Credits roll for Moscow's Soviet-era cinemas
A view of the 1938 Rodina (Motherland) cinema, a Stalinist landmark in northern Moscow with huge pillars decorated with Soviet mosaics.


Scattered throughout the city's outlying neighborhoods, Moscow's Soviet-era cinemas have for decades served as the center of communities.

With names like "Mars" and "The Diamond," the cinemas were mostly built in the 1960s and 70s during a Soviet film boom and were popular even after the collapse of the USSR, offering cheaper tickets than their counterparts in shopping centers. Now - as part of a wider plan changing the face of the Russian capital - almost 40 of them are being turned into modern glass complexes.

Developers say the project will brighten up dreary suburbs and bring more life to dormant residential districts. The plan is part of a major city redevelopment program led by Moscow Mayor Sergei Sobyanin that has included the construction of a multibillion-dollar park and the demolition of Soviet-era pre-fab apartments.

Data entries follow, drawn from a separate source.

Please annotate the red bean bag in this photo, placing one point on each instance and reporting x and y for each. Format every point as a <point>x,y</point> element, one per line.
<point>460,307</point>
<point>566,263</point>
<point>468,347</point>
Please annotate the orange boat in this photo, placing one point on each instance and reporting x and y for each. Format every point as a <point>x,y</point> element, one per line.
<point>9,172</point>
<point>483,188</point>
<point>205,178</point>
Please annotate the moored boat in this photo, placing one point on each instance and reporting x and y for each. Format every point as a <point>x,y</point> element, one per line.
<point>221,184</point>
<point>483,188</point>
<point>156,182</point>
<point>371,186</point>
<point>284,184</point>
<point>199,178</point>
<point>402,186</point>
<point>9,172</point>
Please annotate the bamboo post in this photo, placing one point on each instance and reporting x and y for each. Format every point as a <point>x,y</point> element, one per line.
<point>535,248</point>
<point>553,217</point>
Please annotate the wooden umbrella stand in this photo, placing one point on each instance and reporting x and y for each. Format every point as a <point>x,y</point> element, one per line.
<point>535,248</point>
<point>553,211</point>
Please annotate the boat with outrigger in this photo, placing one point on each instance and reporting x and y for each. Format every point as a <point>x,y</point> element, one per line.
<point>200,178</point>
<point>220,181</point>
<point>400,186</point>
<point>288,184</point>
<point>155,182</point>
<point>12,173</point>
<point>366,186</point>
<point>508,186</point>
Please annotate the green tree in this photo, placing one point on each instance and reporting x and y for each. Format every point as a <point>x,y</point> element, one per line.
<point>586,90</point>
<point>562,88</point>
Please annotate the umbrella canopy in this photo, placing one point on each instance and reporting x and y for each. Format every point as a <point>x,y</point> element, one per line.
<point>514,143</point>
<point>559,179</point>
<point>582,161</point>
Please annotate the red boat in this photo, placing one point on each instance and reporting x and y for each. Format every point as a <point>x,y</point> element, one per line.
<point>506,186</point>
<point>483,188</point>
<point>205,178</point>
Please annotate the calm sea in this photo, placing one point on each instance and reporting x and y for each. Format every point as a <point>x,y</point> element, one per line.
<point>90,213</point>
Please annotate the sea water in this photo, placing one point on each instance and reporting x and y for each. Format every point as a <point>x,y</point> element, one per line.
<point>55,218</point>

Real estate company ADG Group bought 39 Soviet-built cinemas from the government and plans to turn them into what it calls "neighborhood centers."

'There is nothing there'

Grigory Pechersky, ADG Group's founder and co-director, said the majority of the cinemas were in "extremely poor" condition when his company bought them in 2014.

"Around half of them were closed since the 1990s," he told Agence France-Presse (AFP) in the group's central Moscow office.

Pechersky said the project aims to "recreate the historical function of the cinemas, which is for residents to spend their free time comfortably."

All but three of the cinemas will be completely torn down and rebuilt. One of those surviving is the 1938 Rodina (Motherland) cinema, a Stalinist landmark in northeastern Moscow with huge pillars and Soviet mosaics, where ADG Group plans to reopen the building's original rooftop terrace.

The rest of the cinemas were built in the brutalist style - a utilitarian form of architecture popular in the Soviet Union in the second half of the 20th century.

Built in the shape of simple squares, some are on local high streets such as Almaz (The Diamond), a 1964 cinema painted turquoise in southern Moscow's leafy Shabolovka district.

Others - like the Angara, which is named after a Siberian river and already under reconstruction - are surrounded by typical late-Soviet housing blocks.

The group's main architect Alexei Belyakov said the cinemas will be reconstructed in a similar style, to form a recognizable "network" across the far-flung districts.

In drawings seen by AFP, they will all have a glass front and will be considerably larger, to make room for retail space and cafes.

All they will retain is the logos of their original names - taken from cities and rivers of the Soviet Union, planets, mountains and precious stones.

Belyakov said that while the cinemas "were built in the spirit of the time, they are not practical anymore."